Problem/Motivation
In
https://www.drupal.org/project/feeds/issues/2989789 →
logic was added that will reset the hash of a feed item if an entity reference was not found to force the item to update on the next run. The logic being that if feeds with dependencies are imported in an incorrect order and a referenced item is not present on the intial import, it will still get updated next time (when the reference should be there).
However, sometimes a missing reference field could be a valid situation and we don't want to reset the hash. This is the case for me, where I'm importing feeds in a strict order and some entity references are missing because that's the way the API operates. See Drupal's JSON API documentation ->
Missing Resource Identifiers →
.
Because of this code my purge queue was constantly growing faster than it could be purged, see
https://www.drupal.org/project/purge/issues/3132514
💬
your queue exceeded 100 000 items ! Purge shut down
Needs review
because a significant number of entities with missing reference fields were constantly being re-imported (due to having their hash reset each time).
Steps to reproduce
- Install drupal with standard profile so you have a page and article content type.
- Add an entity reference field called
field_article
to the page content type, that targets the article content type.
- Create an article feed type that uses a csv parser. Under processor settings check the option
'Update existing content items'.
Save and add mappings.
- Using the data in
tests/resources/content.csv
as a guide, map source data to target fields.
guid > feeds_item (guid) (unique=TRUE)
title > title
- Create a page feed type that uses a csv parser. Under processor settings check the option
'Update existing content items'.
Save and add mappings.
- Using the data in
tests/resources/content-with-reference.csv
as a guide, map source data to target fields.
guid > feeds_item (guid) (unique=TRUE)
title > title
article > field_article (referenced by feeds_item guid)
- Run the page feed type with the
content-with-reference.csv
file. There should be two page nodes imported. Both should have an empty field_article
entity reference.
- Change the title of
'Eodem modo typi' to Page 1
and save.
- Change the title of
'Aliquam feugiat diam' to Page 2
and save.
- Re-import the page feed with the same file.

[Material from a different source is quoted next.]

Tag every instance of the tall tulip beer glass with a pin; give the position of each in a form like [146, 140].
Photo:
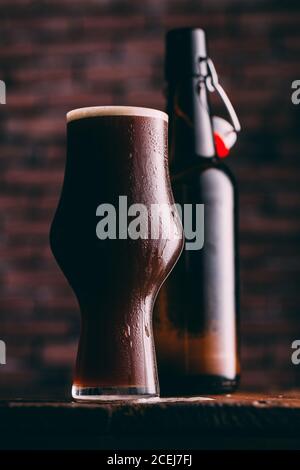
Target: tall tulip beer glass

- The titles should have reverted to
'Eodem modo typi' and 'Aliquam feugiat diam'
because the hash was reset.
Proposed resolution
I think if the behaviour in issue 2989789 is desired, then we should make a new option that is opt-in to change this behaviour, preserving existing functionality.
Remaining tasks
Create a patch to change the behaviour.
User interface changes
A new config field (probably boolean).
API changes
N/A
Data model changes
A new configuration setting on the entity reference target plugin.
Manual Testing
To manually test, simply apply the patch and reference Steps to Reproduce. The only different step is when you map the entity reference field in the page feed type, check the new 'Do not reset hash when an entity reference was not found'
option. With that change applied the second time you import the feed, the page titles will not revert.